Journal of Ophthalmology (Oct 2022)
Neuroophthalmic abnormalities in supranuclear palsy
Abstract
Background: Progressive supranuclear palsy (PSP) is the most common atypical parkinsonism with various movement disorders and oculomotoric abnormalities. Purpose: To identify major neuroophthalmic manifestations in different clinical phenotypes of PSP. Material and Methods: The study was conducted at the Odesa regional clinical hospital in 2011 to 2021. Twenty one patients with PSP (including one patient with PSP combined with Hallervorden–Spatz disease and levodopa-induced hyperkynesis) underwent an examination.

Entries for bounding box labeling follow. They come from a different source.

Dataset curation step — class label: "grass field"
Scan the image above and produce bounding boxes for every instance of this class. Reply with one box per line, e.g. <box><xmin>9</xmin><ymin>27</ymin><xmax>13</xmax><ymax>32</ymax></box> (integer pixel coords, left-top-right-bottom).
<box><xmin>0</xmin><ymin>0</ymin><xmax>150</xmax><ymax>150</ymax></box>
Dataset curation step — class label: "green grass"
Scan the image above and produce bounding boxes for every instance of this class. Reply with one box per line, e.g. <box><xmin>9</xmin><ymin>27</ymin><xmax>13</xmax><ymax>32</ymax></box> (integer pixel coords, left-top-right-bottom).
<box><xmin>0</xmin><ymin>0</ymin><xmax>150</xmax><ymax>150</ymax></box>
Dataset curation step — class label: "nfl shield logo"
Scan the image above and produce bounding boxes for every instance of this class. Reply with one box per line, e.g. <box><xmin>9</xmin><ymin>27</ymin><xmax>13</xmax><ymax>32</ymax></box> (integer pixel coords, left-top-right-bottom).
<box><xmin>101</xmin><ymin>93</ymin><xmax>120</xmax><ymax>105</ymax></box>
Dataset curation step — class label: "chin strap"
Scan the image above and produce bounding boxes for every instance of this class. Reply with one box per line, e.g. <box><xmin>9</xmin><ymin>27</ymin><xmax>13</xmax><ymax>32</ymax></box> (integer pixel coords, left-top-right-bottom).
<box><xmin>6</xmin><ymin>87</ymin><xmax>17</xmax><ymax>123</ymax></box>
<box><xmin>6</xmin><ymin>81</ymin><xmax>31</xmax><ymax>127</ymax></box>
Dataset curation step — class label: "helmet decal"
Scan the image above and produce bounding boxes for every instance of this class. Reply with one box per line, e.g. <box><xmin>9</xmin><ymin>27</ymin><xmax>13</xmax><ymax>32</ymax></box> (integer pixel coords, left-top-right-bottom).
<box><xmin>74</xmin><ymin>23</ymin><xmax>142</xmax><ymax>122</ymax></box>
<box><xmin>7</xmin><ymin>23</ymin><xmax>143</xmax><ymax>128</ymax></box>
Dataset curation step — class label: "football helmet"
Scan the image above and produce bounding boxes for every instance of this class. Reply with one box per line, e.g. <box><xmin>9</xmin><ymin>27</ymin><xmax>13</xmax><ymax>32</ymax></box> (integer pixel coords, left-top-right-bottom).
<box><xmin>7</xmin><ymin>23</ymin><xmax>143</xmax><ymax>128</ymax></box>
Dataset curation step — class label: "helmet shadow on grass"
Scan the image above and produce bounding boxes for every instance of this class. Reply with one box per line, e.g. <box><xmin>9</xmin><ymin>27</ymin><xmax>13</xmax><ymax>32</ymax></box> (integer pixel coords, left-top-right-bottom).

This included a classical neurological examination and comprehensive neuroophthalmic examination with high-field magnetic resonance imaging (MRI) of the brain and spine and videonystagmography testing. Mean patient age was 53.2 ± 1.1 years, and most patients were women (13 [61.9%]). Statistical analysis included frequency analysis. Results: PSP-P was the most common phenotype of PSP (52.4%), followed by PSP-PGF (9.5%), PSP-OM (9.5%), PSP-PI (9.5%), PSP-CBS (4.8%), PSP-SL (4.8%), PSP-F (4.8%) and PSP+GSD (4.8%). All patients showed changes in velocity and amplitude of vertical saccades. Diplopia was, however, observed in only 12 (57.1%) patients. Conclusion: Neurological and neuroophthalmic examination is decisive in establishing the diagnosis of progressive supranuclear palsy and selecting a treatment strategy. In the current study, PSP-P was the most common (52.4%) phenotype, the frequency of PSP-OM variant was 9.5%.